Personal information
- Born: February 5, 1987 (age 39) St. Louis, Missouri, U.S.
- Listed height: 6 ft 2 in (1.88 m)
- Listed weight: 210 lb (95 kg)

Career information
- College: Nebraska
- NFL draft: 2010 (undrafted)

Career history
- Tampa Bay Buccaneers (2010)*; Indianapolis Colts (2010–2011);
- * Offseason or practice squad member only

Career NFL statistics
- Games played: 1
- Stats at Pro Football Reference

= Chris Brooks (wide receiver) =

American football player (born 1987)

Chris Brooks (born February 5, 1987) is an American former professional football player who was a wide receiver in the National Football League (NFL). He was signed by the Tampa Bay Buccaneers as an undrafted free agent in 2010. He played college football for the Nebraska Cornhuskers.
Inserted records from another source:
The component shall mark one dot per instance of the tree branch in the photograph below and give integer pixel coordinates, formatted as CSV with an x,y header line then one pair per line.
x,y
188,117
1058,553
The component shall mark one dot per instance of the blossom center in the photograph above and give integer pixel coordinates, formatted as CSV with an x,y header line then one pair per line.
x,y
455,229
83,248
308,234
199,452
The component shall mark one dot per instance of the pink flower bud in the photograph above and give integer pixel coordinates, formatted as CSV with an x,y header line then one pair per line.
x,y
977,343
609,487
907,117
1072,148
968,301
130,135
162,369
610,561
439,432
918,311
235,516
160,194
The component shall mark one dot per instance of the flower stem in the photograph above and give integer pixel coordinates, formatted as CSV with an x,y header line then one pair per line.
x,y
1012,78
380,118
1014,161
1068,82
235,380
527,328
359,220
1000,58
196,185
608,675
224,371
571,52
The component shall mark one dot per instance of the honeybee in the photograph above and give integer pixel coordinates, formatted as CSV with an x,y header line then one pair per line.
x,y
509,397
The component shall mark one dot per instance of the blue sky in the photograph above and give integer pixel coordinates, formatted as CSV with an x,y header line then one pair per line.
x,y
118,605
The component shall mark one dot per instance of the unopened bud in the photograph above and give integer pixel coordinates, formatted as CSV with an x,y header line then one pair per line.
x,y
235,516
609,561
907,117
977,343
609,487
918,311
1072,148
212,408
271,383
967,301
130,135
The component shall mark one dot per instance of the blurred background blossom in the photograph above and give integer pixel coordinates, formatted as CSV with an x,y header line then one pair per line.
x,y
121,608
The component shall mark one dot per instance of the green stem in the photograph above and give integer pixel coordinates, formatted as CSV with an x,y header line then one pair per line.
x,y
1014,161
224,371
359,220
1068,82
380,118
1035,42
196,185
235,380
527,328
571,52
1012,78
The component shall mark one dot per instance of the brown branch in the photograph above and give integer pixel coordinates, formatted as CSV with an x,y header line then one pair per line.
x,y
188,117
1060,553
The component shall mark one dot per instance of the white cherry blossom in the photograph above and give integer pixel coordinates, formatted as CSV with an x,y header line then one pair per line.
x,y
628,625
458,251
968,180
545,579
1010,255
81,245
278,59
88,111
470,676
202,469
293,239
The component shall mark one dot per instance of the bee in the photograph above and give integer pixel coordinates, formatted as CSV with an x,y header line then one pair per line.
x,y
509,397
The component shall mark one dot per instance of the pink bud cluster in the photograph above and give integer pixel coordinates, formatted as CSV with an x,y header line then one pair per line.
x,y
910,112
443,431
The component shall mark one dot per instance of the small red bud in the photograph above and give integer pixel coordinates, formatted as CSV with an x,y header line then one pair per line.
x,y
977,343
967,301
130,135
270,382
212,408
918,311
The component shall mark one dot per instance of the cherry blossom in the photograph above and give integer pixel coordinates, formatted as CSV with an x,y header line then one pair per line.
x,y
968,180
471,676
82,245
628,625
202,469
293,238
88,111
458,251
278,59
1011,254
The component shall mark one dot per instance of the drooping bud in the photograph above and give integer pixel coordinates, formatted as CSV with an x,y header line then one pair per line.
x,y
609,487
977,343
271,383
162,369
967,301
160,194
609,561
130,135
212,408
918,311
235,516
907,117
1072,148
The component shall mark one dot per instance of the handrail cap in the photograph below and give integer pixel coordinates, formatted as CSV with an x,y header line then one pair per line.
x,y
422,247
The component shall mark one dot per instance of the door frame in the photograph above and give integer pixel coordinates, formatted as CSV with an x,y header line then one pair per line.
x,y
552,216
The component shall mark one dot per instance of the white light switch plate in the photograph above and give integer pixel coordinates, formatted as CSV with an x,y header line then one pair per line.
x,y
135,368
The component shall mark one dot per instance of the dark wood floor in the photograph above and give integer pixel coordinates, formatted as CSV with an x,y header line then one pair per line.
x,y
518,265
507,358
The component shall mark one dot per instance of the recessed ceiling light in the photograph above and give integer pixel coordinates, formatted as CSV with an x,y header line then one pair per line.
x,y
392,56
Brooks also played for the Indianapolis Colts.

==Professional career==

Pre-draft measurables
| Height | Weight | 40-yard dash | 10-yard split | 20-yard split | 20-yard shuttle | Three-cone drill | Vertical jump | Broad jump | Bench press |
| 6 ft 1+3⁄4 in (1.87 m) | 215 lb (98 kg) | 4.47 s | 1.60 s | 2.62 s | 4.28 s | 7.22 s | 33.0 in (0.84 m) | 9 ft 6 in (2.90 m) | 14 reps |
All values from Pro Day

===Tampa Bay Buccaneers===
After going undrafted in the 2010 NFL draft, Brooks signed with the Tampa Bay Buccaneers as an undrafted free agent on May 3, 2010. He was cut on August 26, 2010.

===Indianapolis Colts===
Brooks was signed to the Indianapolis Colts practice squad on September 29, 2010. He was promoted to the active roster and played on November 14, 2010. He was cut three days later on November 17, 2010 and re-signed to the practice squad. He was signed to a future contract on January 11, 2011. Brooks was waived during final cuts on September 3, 2011, and re-signed to the Colts' practice squad the following day. He was released on September 13.